1. Le contexte et les faits
Le 16 octobre 2025, une tentative de braquage a eu lieu à l’agence de la Rawbank située à la « Place Victoire », dans la commune de Kasa Vubu (ville-province de Kinshasa).
Selon l’accusation, Honorine Porsche, de nationalité allemande d’origine congolaise et résidant en Allemagne, est considérée comme la « cheffe présumée » de la bande.
À côté d’elle, d’autres prévenus – notamment deux policiers et deux agents de sécurité – comparaissent devant le tribunal militaire de garnison de Kinshasa/Gombe.
L’agence a déclaré avoir perdu une somme estimée à 10 500 US $ dans le cadre de l’opération.
Les chefs d’accusation principaux pour Honorine Porsche reflètent la gravité des faits : association de malfaiteurs, vol à main armée et terrorisme.
2. Le déroulement du procès et la situation au 28 octobre
Le procès a été ouvert devant le Tribunal militaire de garnison de Kinshasa/Gombe le 24 octobre 2025.
Lors de cette première audience :
- Les prévenus ont été identifiés.
- Le tribunal s’est déclaré régulièrement saisi.
- À la demande de la défense, un délai a été accordé afin d’examiner les pièces du dossier ; l’audience a été renvoyée au mardi 28 octobre pour la suite des débats.
C’est donc à cette date que la défense a commencé à présenter ses arguments plus substantiels.
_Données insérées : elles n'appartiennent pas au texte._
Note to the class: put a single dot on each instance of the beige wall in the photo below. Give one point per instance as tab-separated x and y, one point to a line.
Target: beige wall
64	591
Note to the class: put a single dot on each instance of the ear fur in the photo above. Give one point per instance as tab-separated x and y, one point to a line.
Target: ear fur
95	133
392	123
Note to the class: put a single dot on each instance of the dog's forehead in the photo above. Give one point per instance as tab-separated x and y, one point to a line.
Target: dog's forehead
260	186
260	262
L’avocat de la prévenue, Me Francis Kasonga, a annoncé que « de nombreuses révélations seront faites », affirmant que sa cliente pourrait être victime d’un « engrenage judiciaire et médiatique ».
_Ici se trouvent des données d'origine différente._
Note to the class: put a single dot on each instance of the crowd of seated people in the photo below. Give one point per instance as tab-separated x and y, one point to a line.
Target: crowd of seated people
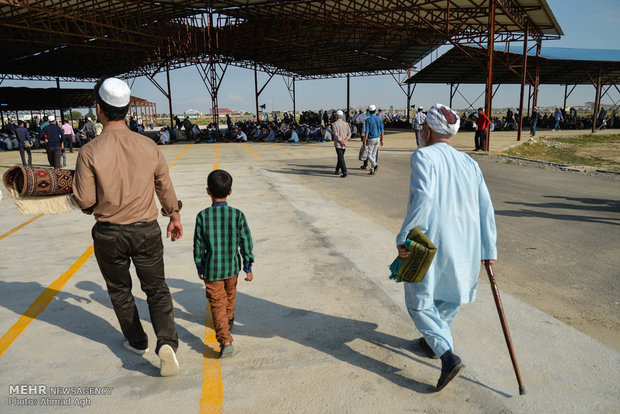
85	132
570	120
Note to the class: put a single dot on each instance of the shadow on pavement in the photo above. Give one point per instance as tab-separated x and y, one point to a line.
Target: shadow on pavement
585	204
75	319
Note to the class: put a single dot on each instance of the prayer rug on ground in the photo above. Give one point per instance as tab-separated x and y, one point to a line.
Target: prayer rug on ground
38	190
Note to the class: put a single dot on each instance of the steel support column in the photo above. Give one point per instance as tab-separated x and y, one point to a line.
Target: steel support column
348	115
453	91
537	74
489	87
169	96
256	93
408	102
523	78
597	101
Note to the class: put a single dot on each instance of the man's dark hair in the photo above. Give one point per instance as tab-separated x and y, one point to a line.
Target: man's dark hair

3. Les déclarations de la prévenue
Lors de sa comparution, Honorine Porsche a tenu plusieurs déclarations que le tribunal devra examiner. Parmi celles-ci :
- Elle affirme : « J’ai demandé de l’aide à maman Denise Nyakeru via sa fondation sans succès, c’est pourquoi je suis allée braquer la banque. »
- Elle déclare aussi : « J’ai une autorisation depuis l’Allemagne de prendre 7 plis du chanvre pour me soigner de la dépression. »
Ces propos mettent en lumière une défense qui s’appuie non seulement sur des motifs personnels (souffrance psychologique, demande d’aide infructueuse) mais aussi sur des éléments internationaux (séjour en Allemagne, autorisation supposée). Le tribunal devra déterminer la véracité et la portée juridique de ces affirmations.
4. Enjeux juridiques et questions soulevées
Plusieurs questions se posent dans ce dossier :
- Qualification des faits : Le braquage est qualifié de vol à main armée, terrorisme et association de malfaiteurs. Le caractère « terroriste » est particulièrement lourd.
- Preuves matérielles : L’accusation affirme que Mme Porsche était en possession d’une arme factice lors de l’opération.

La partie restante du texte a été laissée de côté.